这很有趣.它们在bss中,但是IDK为什么当前位置不受.lcomm标签影响.由于您使用的是.lcomm而不是.comm,因此在链接之前它们可能位于不同的子节中.如果我使用.skip或 .zero 来保留空间,我得到了您期望的结果:
That's interesting. They're in the bss, but IDK why the current position isn't affected by .lcomm labels. Probably they go in a different subsection before linking, since you used .lcomm instead of .comm. If I use use .skip or .zero to reserve space, I get the results you expected:
.section .bss
start_bss:
#.lcomm buffer, 500
#.lcomm buffer2, 250
buffer: .skip 500
buffer2: .skip 250
end_bss:
.lcomm 会将内容放入BSS,即使您不这样做切换到该部分.即它不在乎当前部分是什么,也可能不在乎或影响.bss部分中的当前位置. TL:DR:当您手动切换到.bss时,请使用.zero或.skip,而不是.comm或.lcomm.
.lcomm puts things in the BSS even if you don't switch to that section. i.e. it doesn't care what the current section is, and maybe doesn't care about or affect what the current position in the .bss section is. TL:DR: when you switch to the .bss manually, use .zero or .skip, not .comm or .lcomm.
4)如果系统断点位于0x83b4001,为什么我会更早地在0x804a000处遇到分段错误?
4) If the system break point is at 0x83b4001, why I get the segmentation fault earlier at 0x804a000?
这告诉我们在文本段和brk之间存在未映射的页面. (您的循环以ebx = $start_text开始,因此它在文本段之后的第一个未映射页面上的处出错).除了文本和数据之间的虚拟地址空间中的漏洞外,数据段之外还可能还有其他漏洞.
That tells us that there are unmapped pages between the text segment and the brk. (Your loop starts with ebx = $start_text, so it faults at the on the first unmapped page after the text segment).

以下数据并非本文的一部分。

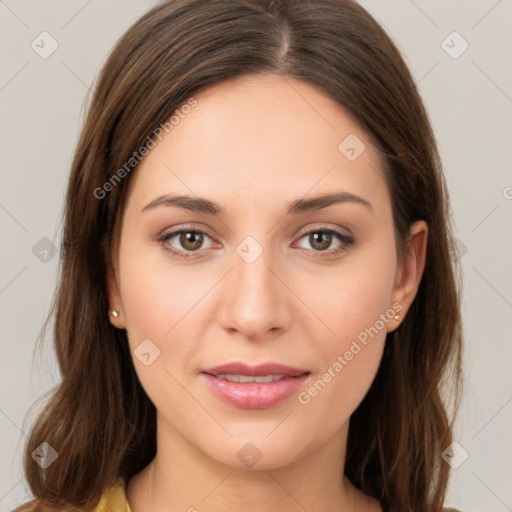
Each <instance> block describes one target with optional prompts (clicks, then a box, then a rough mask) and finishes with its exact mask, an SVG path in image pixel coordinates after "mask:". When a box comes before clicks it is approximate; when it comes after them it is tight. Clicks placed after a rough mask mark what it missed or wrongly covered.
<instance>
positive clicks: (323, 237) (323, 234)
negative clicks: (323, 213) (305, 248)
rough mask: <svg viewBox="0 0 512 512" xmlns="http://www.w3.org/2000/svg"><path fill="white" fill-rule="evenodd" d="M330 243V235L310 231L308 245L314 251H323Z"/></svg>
mask: <svg viewBox="0 0 512 512" xmlns="http://www.w3.org/2000/svg"><path fill="white" fill-rule="evenodd" d="M331 242H332V235H331V233H327V232H326V231H312V232H311V233H310V234H309V243H310V244H311V247H313V248H314V249H316V250H319V251H325V250H326V249H328V248H329V246H330V245H331Z"/></svg>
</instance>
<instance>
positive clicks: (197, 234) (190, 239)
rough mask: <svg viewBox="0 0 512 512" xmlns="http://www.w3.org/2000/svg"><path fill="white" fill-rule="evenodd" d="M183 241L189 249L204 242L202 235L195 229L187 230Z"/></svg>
mask: <svg viewBox="0 0 512 512" xmlns="http://www.w3.org/2000/svg"><path fill="white" fill-rule="evenodd" d="M181 243H182V245H183V247H185V248H188V249H198V248H199V247H201V244H202V235H201V234H200V233H196V232H194V231H187V232H185V233H183V234H182V240H181Z"/></svg>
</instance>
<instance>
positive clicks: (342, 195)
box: [141, 192, 373, 216]
mask: <svg viewBox="0 0 512 512" xmlns="http://www.w3.org/2000/svg"><path fill="white" fill-rule="evenodd" d="M341 203H355V204H361V205H363V206H365V207H366V208H368V209H370V210H371V211H373V206H372V204H371V203H370V202H369V201H367V200H366V199H363V198H362V197H359V196H356V195H354V194H351V193H349V192H336V193H332V194H323V195H320V196H316V197H312V198H310V199H297V200H295V201H293V202H291V203H290V204H289V205H288V210H287V214H299V213H306V212H311V211H315V210H321V209H322V208H326V207H328V206H331V205H333V204H341ZM159 206H177V207H179V208H184V209H186V210H190V211H193V212H198V213H206V214H210V215H216V216H220V215H225V214H226V210H225V209H224V208H223V207H222V206H220V205H218V204H216V203H214V202H212V201H210V200H209V199H206V198H203V197H192V196H186V195H172V194H166V195H162V196H159V197H157V198H156V199H153V201H151V202H150V203H148V204H147V205H146V206H145V207H144V208H143V209H142V210H141V213H142V212H144V211H147V210H152V209H154V208H157V207H159Z"/></svg>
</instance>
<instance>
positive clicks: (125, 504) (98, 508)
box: [13, 478, 460, 512]
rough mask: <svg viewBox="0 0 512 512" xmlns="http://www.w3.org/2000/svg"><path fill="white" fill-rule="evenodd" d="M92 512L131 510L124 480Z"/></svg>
mask: <svg viewBox="0 0 512 512" xmlns="http://www.w3.org/2000/svg"><path fill="white" fill-rule="evenodd" d="M50 511H51V509H49V508H46V507H41V506H37V505H34V504H33V502H30V503H27V504H25V505H22V506H21V507H18V508H17V509H16V510H14V511H13V512H50ZM69 512H79V510H78V511H77V509H69ZM93 512H132V510H131V509H130V505H129V504H128V500H127V499H126V493H125V484H124V481H123V480H122V479H121V478H119V479H118V480H117V482H116V483H115V484H114V485H113V486H112V487H110V488H107V489H105V491H104V493H103V494H102V496H101V498H100V501H99V503H98V505H97V506H96V508H95V509H94V510H93ZM443 512H460V511H459V510H457V509H455V508H445V509H443Z"/></svg>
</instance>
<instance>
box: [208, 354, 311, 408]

Besides the hole in virtual address space between text and data, there's probably also other holes beyond the data segment.
内存保护具有页面粒度(4096B),因此出现故障的第一个地址将始终是页面的第一个字节.
Memory protection has page granularity (4096B), so the first address to fault will always be the first byte of a page.
这篇关于关于Linux中程序的内存布局的文章就介绍到这了,希望我们推荐的答案对大家有所帮助,也希望大家多多支持IT屋!